In 1900 he formed his own company, the Hampden Automobile and Launch Company. A year later he contracted to design and build automobiles under the name Stevens-Duryea for the Stevens Arms and Tool Company of Chicopee, Massachussets.
This operation was separated from the parent company in 1904 and became the Stevens-Duryea Motor Car Company. One of the luxury cars of its day, the Stevens-Duryea had a four-cylinder engine in 1903 and a six-cylinder motor after 1906; prices ranged from $2, 500 to $6, 500. It was a profitable line, but in 1915 Duryea, with unusual prescience, saw that the moving assembly line had doomed the small-scale, luxury-car producer.
He was also in poor health, so when he received a good offer from Westinghouse for his factories in Chicopee Falls and Springfield, he accepted. Westinghouse subsequently used the plants for military production.
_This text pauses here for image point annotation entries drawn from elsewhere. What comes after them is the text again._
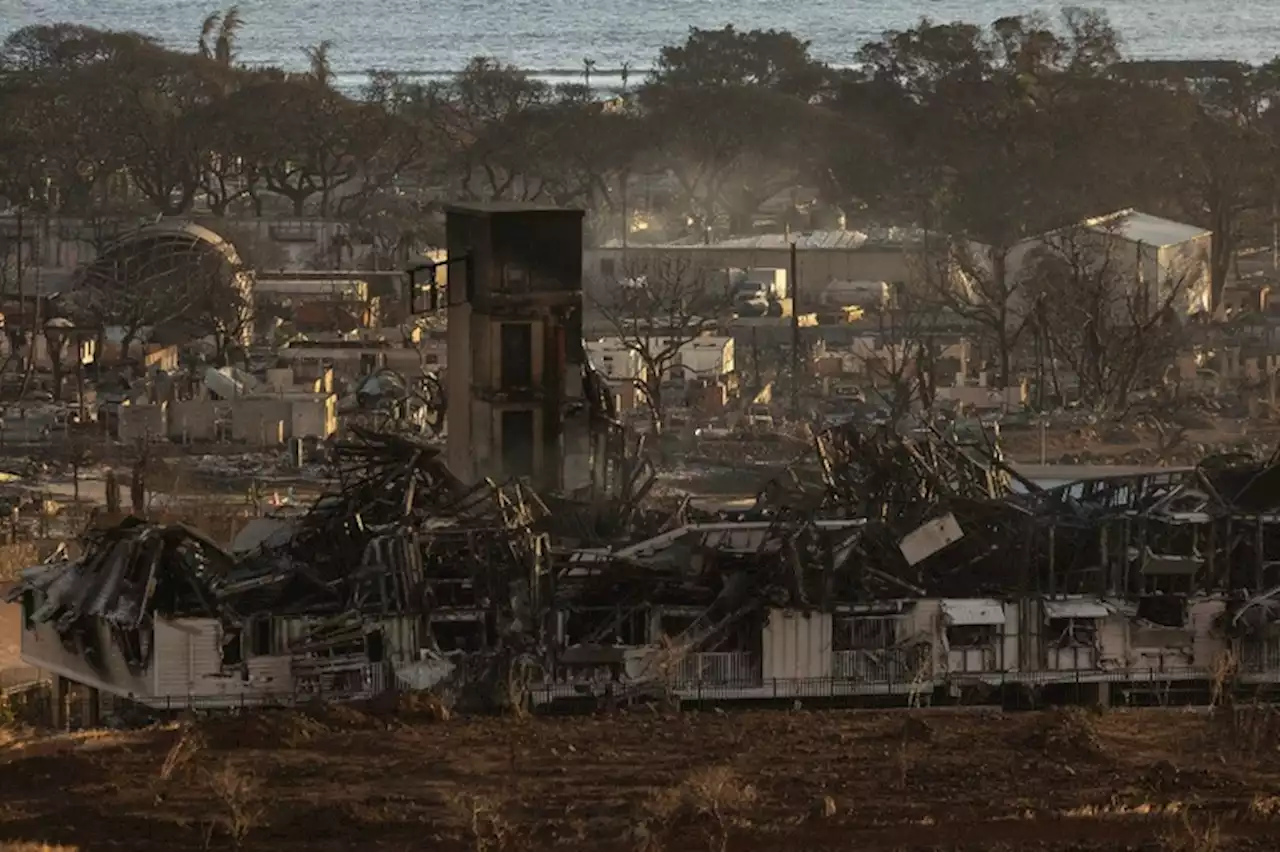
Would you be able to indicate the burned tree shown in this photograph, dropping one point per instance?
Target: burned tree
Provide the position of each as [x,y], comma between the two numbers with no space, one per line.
[900,352]
[657,308]
[1109,310]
Duryea's retirement lasted for fifty-two years.
He resided in Greenwich, Connecticut, until 1938 and then in Madison, Connecticut, where he died. In 1945 he received a testimonial from the American Automobile Association, signed by Captain E. V. Rickenbacker, chairman of the board, stating that he had won America's first race in a car of his own design and construction.
Duryea was married twice (names of spouses unknown) and had one child.